The 15,000 depositors who lost money in Utah thrifts could have some extra spending money by Christmas if they accept a plan for the state to pay them $100 million. But if Naomi Little has her way, a 100 percent return is the only acceptable settlement.

Little, of Salt Lake City, and her husband, Artemis, are plaintiffs in the civil suit filed against Utah after the state declared the Industrial Loan Guaranty Corp. insolvent.About $106 million in deposits was frozen as the state and thrifts struggled to find a solution. But Little said Saturday the state's offer was not the answer, although a board member of Depositors of Insured Thrifts says the board will recommend the offer be accepted.

"We need 100 percent plus the interest. This has gone on too long and it's not right. The state is in the wrong, and we're going to fight it," Little said, adding, "There isn't one (depositor) I've talked to that is going to settle for less than 100 percent."

The settlement announced Friday night by Gov. Norm Bangerter would put aside claims between the state and depositors, clear the way for legal action against third-party defendants, and get money into the hands of people who have had their funds locked up since July 31, 1986.

To finance the settlement the state would issue a $33 million general obligation bond, and put in $9 million from its Risk Management Fund. The state's liability carriers would contribute $19 million.

The remaining $39 million, recovered through thrift liquidation, has already been distributed to depositors.

The bond would be financed through proceeds from the ongoing liquidation of the thrifts' assets, remaining assets in the ILGC and $2 million left from a $5 million 1986 appropriation to deal with the thrifts.

"The state is at fault all the way down the line. And there's a lot of insurance there they can go after," Little said.

But Sheila Bohard, a board member of Depositors of Insured Thrifts, said the group will recommend depositors accept the state's offer.

"It certainly represents a fair share for the state, it's fair in that we still have the opportunity to go for the remainder of what we're missing through third-party defendants, and we will have the state's assistance to do that," Bohard said.

The state was the "largest chunk of the settlement," Bohard said, and that hurdle must be cleared before going after officers in the thrifts.

Depositors accused former thrift officials and advisers of fraud and racketeering. They contend the state knew the Industrial Loan Guaranty Corp. was close to going broke but did nothing to warn or protect customers in the five institutions.

"It's not over; we'll just be refocusing," said Bohard, who added that depositors will be voting first on whether to accept the settlement and second on whether individuals want to remain in the group covered by the class-action lawsuit.

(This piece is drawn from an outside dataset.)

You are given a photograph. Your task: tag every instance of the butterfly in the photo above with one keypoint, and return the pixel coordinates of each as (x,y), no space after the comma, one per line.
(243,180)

"There's a possibility the first checks could be sent out at the earliest the first of November and the latest before Christmas," Bohard said. "That is if it goes through the Legislature smoothly, goes through the depositors smoothly, and goes through the courts smoothly."

While depositor F.E. Draper wanted 100 cents on every dollar lost when the thrifts were closed, he said, "It's a relief. I'd take it tomorrow," adding he'll "just put it (the money) in the other bank account."

The depositors group will inform the court on Tuesday of the settlement, and a formal presentation will be made if the Legislature and depositors approve the deal. Bangerter said he plans to call the Legislature into session Aug. 31 to deal with the thrift issue.

"This first distribution will send back somewhere in the neighborhood of 85 percent of their balance," said Bohard. "They need that money desperately, so it will make a difference to them."

The $100 million settlement is $6 million short of depositors' principal and does not include interest or legal fees. DOIT attorneys said their fees, which could range between $10 million and $20 million, would come from claims against the third-part defendants.

About 235 people who lost money in the thrifts have not been contacted, Bohard said.

"The records of the thrifts were so poor that they came to us without any kind of trail," she said. "Any depositors out there who haven't heard from us is because we can't find them."